Il nous faudrait écrire un roman pour pouvoir décrire et raconter la carrière de « Jaja » de manière exhaustive. Nous allons donc employer la méthode de la facilité et choisir de faire parler les chiffres pour souligner l’immensité de son talent et la grandeur de son palmarès. Car en effet, Laurent Jalabert, c’est tout de même 4 classements UCI, un titre de champion du monde de contre-la-montre, un titre de champion de France, un Tour d’Espagne, 10 classements annexes et 25 étapes de Grands Tours, 6 classiques dont 2 monuments, et surtout la compte absolument ahurissant de 140 victoires professionnelles. Parmi les coureurs cyclistes encore en activité aujourd’hui, seul Mark Cavendish peut se vanter d’avoir levé les bras plus de fois (146 victoires.). Mais personne ne peut se targuer d’avoir une armoire à trophées aussi complète.

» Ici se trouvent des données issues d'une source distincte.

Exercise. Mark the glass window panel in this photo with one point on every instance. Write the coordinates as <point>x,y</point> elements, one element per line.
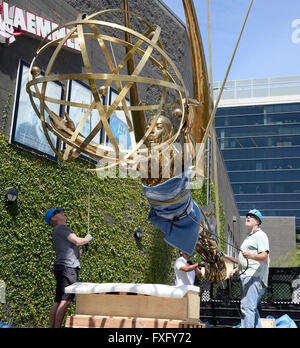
<point>250,142</point>
<point>277,152</point>
<point>275,212</point>
<point>265,164</point>
<point>268,198</point>
<point>270,206</point>
<point>263,176</point>
<point>288,129</point>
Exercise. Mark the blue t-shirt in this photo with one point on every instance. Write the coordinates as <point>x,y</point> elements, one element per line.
<point>67,253</point>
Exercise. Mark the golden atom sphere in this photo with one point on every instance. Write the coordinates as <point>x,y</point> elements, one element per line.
<point>148,55</point>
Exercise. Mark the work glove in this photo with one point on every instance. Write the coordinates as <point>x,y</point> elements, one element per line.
<point>88,237</point>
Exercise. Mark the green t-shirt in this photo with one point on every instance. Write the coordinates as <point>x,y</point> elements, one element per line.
<point>255,243</point>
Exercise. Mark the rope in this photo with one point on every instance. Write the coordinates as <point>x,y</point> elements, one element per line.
<point>213,130</point>
<point>213,114</point>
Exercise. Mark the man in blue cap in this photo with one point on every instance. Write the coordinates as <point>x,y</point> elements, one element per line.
<point>253,267</point>
<point>66,269</point>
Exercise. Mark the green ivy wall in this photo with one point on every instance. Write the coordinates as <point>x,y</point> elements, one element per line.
<point>118,207</point>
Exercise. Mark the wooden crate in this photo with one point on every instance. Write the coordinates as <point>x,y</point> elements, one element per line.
<point>139,306</point>
<point>87,321</point>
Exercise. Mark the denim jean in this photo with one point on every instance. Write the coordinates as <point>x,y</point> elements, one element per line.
<point>252,291</point>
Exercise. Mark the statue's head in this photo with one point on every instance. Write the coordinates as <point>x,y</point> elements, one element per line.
<point>162,131</point>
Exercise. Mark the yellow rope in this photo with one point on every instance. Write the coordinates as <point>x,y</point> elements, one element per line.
<point>212,127</point>
<point>212,118</point>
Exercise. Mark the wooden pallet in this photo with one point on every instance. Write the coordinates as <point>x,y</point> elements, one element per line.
<point>131,305</point>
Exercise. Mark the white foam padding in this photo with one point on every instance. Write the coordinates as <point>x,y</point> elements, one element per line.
<point>142,289</point>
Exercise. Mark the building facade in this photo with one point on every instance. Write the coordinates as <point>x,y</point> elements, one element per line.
<point>258,129</point>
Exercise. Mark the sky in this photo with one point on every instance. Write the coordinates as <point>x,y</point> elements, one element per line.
<point>270,45</point>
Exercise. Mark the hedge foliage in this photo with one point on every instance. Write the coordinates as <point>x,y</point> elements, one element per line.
<point>118,207</point>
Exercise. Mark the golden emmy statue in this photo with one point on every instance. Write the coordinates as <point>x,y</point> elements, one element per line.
<point>146,124</point>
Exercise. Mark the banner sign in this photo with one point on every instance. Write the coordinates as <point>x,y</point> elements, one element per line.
<point>15,21</point>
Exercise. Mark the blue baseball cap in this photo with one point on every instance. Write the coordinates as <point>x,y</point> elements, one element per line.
<point>50,213</point>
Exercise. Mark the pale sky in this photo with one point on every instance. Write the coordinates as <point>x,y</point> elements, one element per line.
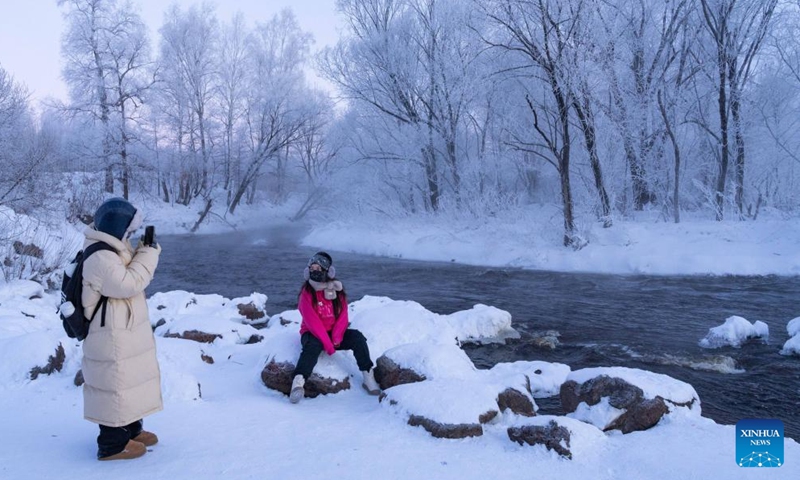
<point>30,33</point>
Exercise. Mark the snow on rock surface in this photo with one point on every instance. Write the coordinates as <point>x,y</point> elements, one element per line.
<point>734,332</point>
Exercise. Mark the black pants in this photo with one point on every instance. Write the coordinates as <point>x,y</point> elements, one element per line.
<point>312,347</point>
<point>112,440</point>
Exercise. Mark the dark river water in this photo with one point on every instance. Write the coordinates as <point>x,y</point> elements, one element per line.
<point>652,323</point>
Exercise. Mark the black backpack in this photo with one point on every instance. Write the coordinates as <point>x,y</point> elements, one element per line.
<point>71,310</point>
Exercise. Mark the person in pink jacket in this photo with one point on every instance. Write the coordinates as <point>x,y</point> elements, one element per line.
<point>323,305</point>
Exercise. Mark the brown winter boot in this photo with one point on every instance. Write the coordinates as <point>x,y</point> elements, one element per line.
<point>132,450</point>
<point>148,438</point>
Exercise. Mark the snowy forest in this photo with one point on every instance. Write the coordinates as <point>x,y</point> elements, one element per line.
<point>435,107</point>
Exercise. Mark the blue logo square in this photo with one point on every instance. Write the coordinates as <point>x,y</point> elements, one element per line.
<point>759,443</point>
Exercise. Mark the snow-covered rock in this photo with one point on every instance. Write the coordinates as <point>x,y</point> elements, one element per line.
<point>203,318</point>
<point>734,332</point>
<point>564,435</point>
<point>622,398</point>
<point>792,346</point>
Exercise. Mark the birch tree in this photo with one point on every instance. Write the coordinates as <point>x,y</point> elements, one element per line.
<point>737,29</point>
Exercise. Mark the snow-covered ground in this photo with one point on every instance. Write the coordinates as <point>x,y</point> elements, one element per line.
<point>220,421</point>
<point>532,239</point>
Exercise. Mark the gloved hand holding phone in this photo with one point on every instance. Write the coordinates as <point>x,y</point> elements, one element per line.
<point>149,237</point>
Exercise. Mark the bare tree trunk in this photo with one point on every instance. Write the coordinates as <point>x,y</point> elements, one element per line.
<point>589,135</point>
<point>676,151</point>
<point>739,162</point>
<point>722,102</point>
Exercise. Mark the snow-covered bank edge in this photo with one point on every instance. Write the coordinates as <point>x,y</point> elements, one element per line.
<point>765,247</point>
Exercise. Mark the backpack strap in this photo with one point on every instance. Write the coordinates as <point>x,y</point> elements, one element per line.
<point>96,247</point>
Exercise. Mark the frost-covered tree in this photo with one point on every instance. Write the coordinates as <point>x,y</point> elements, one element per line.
<point>737,29</point>
<point>277,103</point>
<point>106,55</point>
<point>187,79</point>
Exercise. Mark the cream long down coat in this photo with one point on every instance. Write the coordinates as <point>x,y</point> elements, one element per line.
<point>122,378</point>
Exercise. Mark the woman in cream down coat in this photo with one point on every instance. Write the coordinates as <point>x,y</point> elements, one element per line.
<point>122,377</point>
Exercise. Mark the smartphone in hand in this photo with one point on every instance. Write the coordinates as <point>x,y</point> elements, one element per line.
<point>149,236</point>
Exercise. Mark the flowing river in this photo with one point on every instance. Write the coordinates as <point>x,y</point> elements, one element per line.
<point>582,320</point>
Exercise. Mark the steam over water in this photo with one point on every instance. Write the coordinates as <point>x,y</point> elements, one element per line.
<point>582,320</point>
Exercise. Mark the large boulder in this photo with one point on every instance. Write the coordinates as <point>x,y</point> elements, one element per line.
<point>623,399</point>
<point>278,376</point>
<point>389,374</point>
<point>553,436</point>
<point>418,361</point>
<point>446,408</point>
<point>563,435</point>
<point>207,318</point>
<point>54,363</point>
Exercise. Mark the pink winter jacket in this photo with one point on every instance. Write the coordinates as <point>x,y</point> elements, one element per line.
<point>319,319</point>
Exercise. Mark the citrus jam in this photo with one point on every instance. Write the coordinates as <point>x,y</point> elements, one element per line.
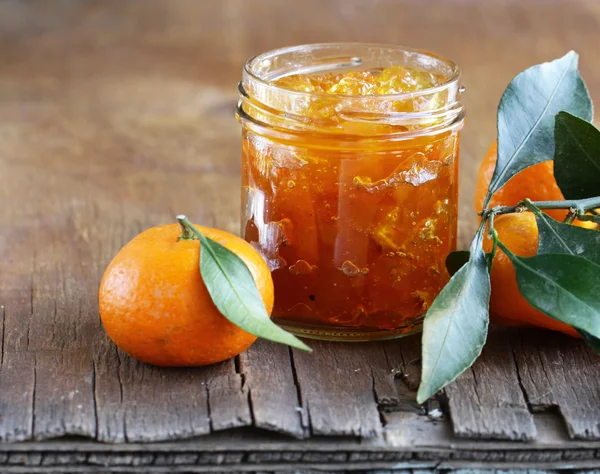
<point>349,175</point>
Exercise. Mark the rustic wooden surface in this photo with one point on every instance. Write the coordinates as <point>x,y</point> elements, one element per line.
<point>117,115</point>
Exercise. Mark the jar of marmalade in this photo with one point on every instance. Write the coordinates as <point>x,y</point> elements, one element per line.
<point>350,183</point>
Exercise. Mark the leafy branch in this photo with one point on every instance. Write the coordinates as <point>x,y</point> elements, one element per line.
<point>543,115</point>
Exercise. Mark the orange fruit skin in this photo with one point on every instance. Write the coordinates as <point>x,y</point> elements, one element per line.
<point>507,307</point>
<point>536,183</point>
<point>155,306</point>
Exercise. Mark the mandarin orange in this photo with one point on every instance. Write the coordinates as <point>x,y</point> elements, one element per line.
<point>507,307</point>
<point>155,306</point>
<point>536,183</point>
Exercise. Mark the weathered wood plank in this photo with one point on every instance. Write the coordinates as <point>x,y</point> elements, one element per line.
<point>559,371</point>
<point>274,395</point>
<point>486,401</point>
<point>228,402</point>
<point>337,387</point>
<point>64,400</point>
<point>162,403</point>
<point>17,384</point>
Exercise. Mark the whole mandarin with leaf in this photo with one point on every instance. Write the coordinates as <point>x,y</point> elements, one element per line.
<point>156,307</point>
<point>536,183</point>
<point>508,307</point>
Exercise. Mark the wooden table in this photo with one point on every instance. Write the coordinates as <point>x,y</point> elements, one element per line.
<point>117,115</point>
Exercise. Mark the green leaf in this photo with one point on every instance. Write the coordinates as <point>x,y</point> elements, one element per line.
<point>592,341</point>
<point>456,260</point>
<point>234,292</point>
<point>556,237</point>
<point>564,287</point>
<point>576,157</point>
<point>455,327</point>
<point>526,115</point>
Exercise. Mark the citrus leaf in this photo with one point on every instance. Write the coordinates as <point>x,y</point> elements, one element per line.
<point>576,157</point>
<point>233,290</point>
<point>564,287</point>
<point>455,327</point>
<point>592,341</point>
<point>456,260</point>
<point>234,293</point>
<point>526,115</point>
<point>556,237</point>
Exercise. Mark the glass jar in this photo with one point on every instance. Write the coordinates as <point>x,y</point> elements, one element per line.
<point>351,198</point>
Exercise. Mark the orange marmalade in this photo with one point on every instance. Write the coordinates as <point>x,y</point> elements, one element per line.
<point>349,176</point>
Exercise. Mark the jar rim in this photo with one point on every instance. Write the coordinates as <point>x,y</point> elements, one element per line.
<point>249,70</point>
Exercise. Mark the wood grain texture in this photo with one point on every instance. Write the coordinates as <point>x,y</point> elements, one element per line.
<point>487,401</point>
<point>116,116</point>
<point>561,373</point>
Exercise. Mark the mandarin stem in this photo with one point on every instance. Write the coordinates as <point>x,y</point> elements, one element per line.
<point>579,205</point>
<point>187,231</point>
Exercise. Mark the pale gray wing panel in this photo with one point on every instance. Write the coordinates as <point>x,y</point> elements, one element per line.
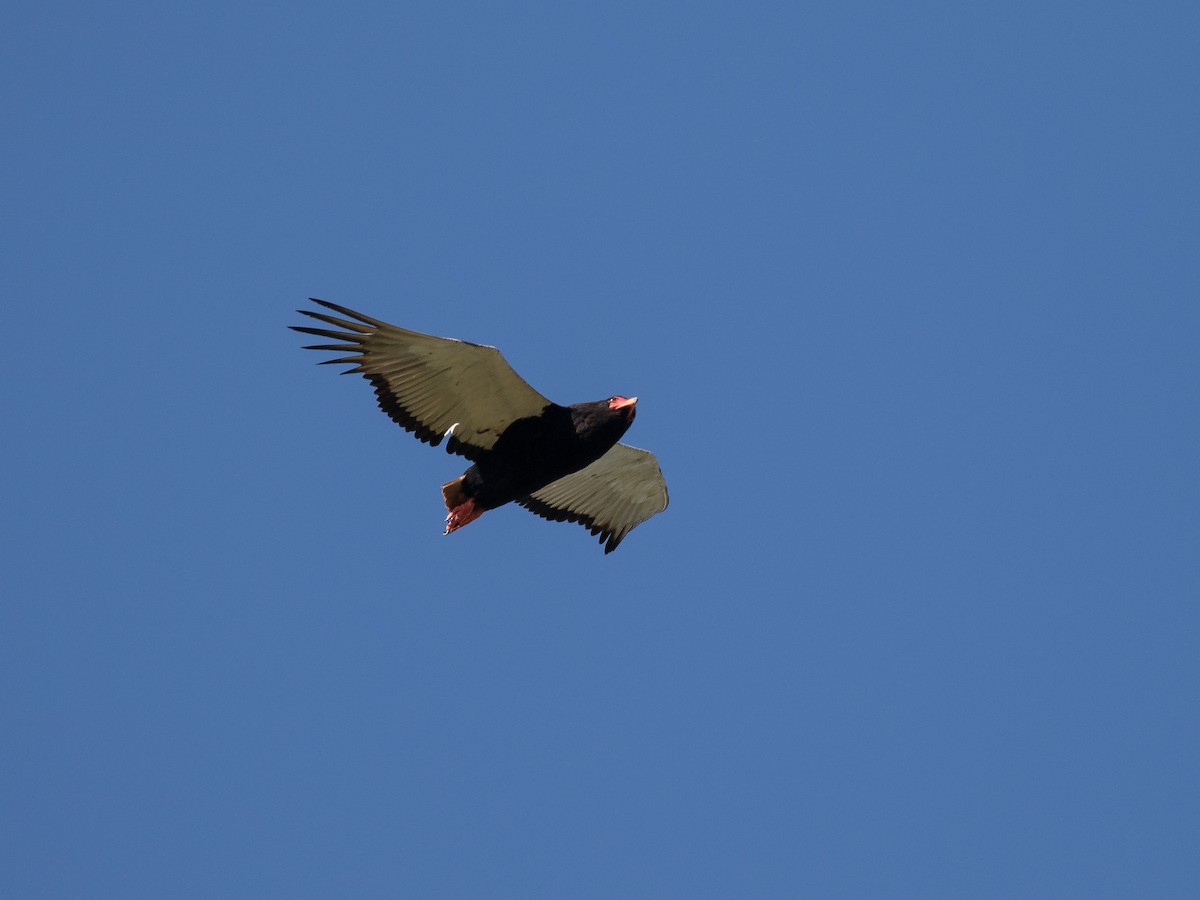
<point>610,498</point>
<point>431,384</point>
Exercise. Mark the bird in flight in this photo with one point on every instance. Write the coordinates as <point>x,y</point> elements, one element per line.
<point>562,462</point>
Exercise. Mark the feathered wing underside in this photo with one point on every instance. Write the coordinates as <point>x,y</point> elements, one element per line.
<point>610,498</point>
<point>430,384</point>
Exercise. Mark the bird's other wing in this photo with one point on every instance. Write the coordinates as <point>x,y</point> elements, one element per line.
<point>432,387</point>
<point>610,497</point>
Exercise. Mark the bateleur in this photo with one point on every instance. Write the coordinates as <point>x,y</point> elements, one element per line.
<point>562,462</point>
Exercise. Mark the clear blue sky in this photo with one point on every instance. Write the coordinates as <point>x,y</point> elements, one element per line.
<point>911,298</point>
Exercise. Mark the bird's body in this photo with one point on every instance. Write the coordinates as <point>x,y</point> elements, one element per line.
<point>563,462</point>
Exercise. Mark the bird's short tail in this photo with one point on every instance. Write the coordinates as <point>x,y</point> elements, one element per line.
<point>463,509</point>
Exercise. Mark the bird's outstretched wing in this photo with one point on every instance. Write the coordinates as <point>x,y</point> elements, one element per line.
<point>430,385</point>
<point>610,497</point>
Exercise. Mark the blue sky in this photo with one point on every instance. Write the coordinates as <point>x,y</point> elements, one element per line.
<point>910,298</point>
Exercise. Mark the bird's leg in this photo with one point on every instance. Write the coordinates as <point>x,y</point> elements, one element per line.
<point>463,514</point>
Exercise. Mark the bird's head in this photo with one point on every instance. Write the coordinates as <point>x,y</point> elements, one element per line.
<point>628,406</point>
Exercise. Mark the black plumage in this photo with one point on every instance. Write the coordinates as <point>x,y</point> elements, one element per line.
<point>563,462</point>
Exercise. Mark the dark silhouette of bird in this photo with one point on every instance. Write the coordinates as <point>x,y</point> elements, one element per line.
<point>562,462</point>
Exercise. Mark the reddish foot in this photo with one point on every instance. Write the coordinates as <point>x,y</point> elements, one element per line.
<point>462,514</point>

Cependant, ces froides considérations statistiques ne peuvent pas à elles seules résumer le coureur que Laurent Jalabert était, ni le personnage qu’il incarnait. Quelque part, le natif de Mazamet était cet homme qui ne s’était jamais laissé enfermer dans la lassitude de la gloire, dans la facilité du triomphe. A chaque fois qu’il parvenait au sommet de sa spécialité, qu’il réussissait à terrasser ses concurrents dans son domaine, il devait se lancer un nouveau défi. La sagesse allant avec l’appétit de découvrir d’autres terrains, c’est ainsi qu’il abandonna progressivement le monde périlleux du sprint en 1994, après une grave chute à Armentières sur le Tour de France 1994. C’est-à-dire qu’il y avait déjà tout gagné, en revêtant notamment en 1992 le maillot vert, graal de tout membre de cette caste des fous de la dernière ligne droite. C’est ainsi de cette même manière qu’il remporta Milan – San-Remo en 1995, avant de jeter son dévolu sur le classement général de la Vuelta, qu’il dévora tel un ogre, en s’accaparant au passage pas moins de 5 étapes. La suite de sa carrière connu le même succès sur les courses par étape d’une semaine, devenues ses proies privilégiées.Laurent Jalabert, vainqueur aérien de la Vuelta 1995Laurent Jalabert, vainqueur aérien de la Vuelta 1995 | © Francetvinfo.fr

Finalement, quand on jette un regard rétrospectif sur la globalité de la carrière du « panda », seul le Tour de France lui aura résisté. Comme de nombreux coureurs avant et après lui, Laurent Jalabert aura trouvé ses limites sur l’épreuve mythique du sport cycliste, poussant les organismes jusque dans leurs retranchements pour n’en retirer que la fine élite. L’histoire sentimentale qu’il a entretenu avec la Grande Boucle lui aura réservé bien des contrariétés, bien des désarrois, bien des souffrances, en cumulant chutes, scandales et désillusions. Le Tour aura été cette bête effroyable qu’il n’a jamais réussi à dompter, lui refusant l’accès aux cimes des monts du cyclisme. Pourtant, cette histoire entre ces deux légendes du sport français aura connu une formidable happy end, digne des meilleurs films hollywoodiens, avec une forme de baroud d’honneur pour ses deux dernières participations en 2001 et 2002, montant systématiquement sur le podium de l’avenue des Champs-Elysées pour y revêtir les populaires pois rouges du meilleur grimpeur. Son dernier moment de gloire cycliste avant de s’orienter vers de nouveaux horizons, le bagage bien rempli de souvenirs et de couronnes.

 

Son statut aujourd’hui :

Toutefois, Laurent Jalabert n’a pas seulement fait le cyclisme français. Il le façonne encore par la qualité de ses analyses, par la précision de ses commentaires et par la richesse de son expérience, qu’il distribue à l’antenne de France Télévision et de RTL environ 50 jours par an, du Tour de France aux Championnats du Monde en passant par Liège-Bastogne-Liège, autant de courses sur lesquelles il a brillé sans jamais les remporter. D’abord consultant sur la moto, avant de rejoindre la cabine de commentateurs à la suite du décès du regretté Laurent Fignon, Laurent Jalabert a réussi à continuer à faire partie du paysage de juillet pour nombre de français, en faisant vivre la course à des millions de téléspectateurs. Un peu plus enjoué que son prédécesseur à son poste, « Jaja » marque toutefois par son sérieux, ce qui souligne son sérieux professionnel, même si on pourrait parfois lui reprocher ce manque de légèreté.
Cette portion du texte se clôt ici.